All the actions below make a difference in large and small ways. Please do one or more.

  • Pray. In whatever flavor you like. Just do it quietly.
  • Meditate. The history of Meditation is Hindu and Buddhist, but if you’re not Hindu or Buddhist, then it’s not. It’s just a way to rest and reset the mind, and has been shown to reduce anxiety, blood pressure, depression and anger. Google it. There are lots of how-tos.
  • Practice Yoga. Again, this has a Hindu flavor, but it’s really a form of full-body meditation. You can do it in your living room with a video or visit a studio. I find home yoga to be more restful, but you do you.
  • Get Involved. Call your local authorities and ask them how they are facing this challenge. With luck, you will come away with a better idea about how your local government and policing structure is making a difference. If that is not happening, you can voice your wish that they would prioritize training and hiring to address the issue.
  • Practice Random Acts of Kindness.

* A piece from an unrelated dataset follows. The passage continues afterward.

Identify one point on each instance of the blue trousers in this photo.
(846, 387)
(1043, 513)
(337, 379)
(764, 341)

This will feel better for you than for your lucky recipient. Don’t forget to be kind on the road.
  • Pay For Your Privilege With Actual Money. Choose a cause. Start here:
  • Practice Empathy. Remember, like the meme says, you don’t know your fellow human’s struggle, so please, when someone does something thoughtless, think to yourself “THIS IS MY NONJUDGMENTAL FACE,” and remember that they are living in their own brain and it might be frightening (or completely empty) in there.

Please pass it on. More praying. More meditation. More kindness. That’s the least and most we can do.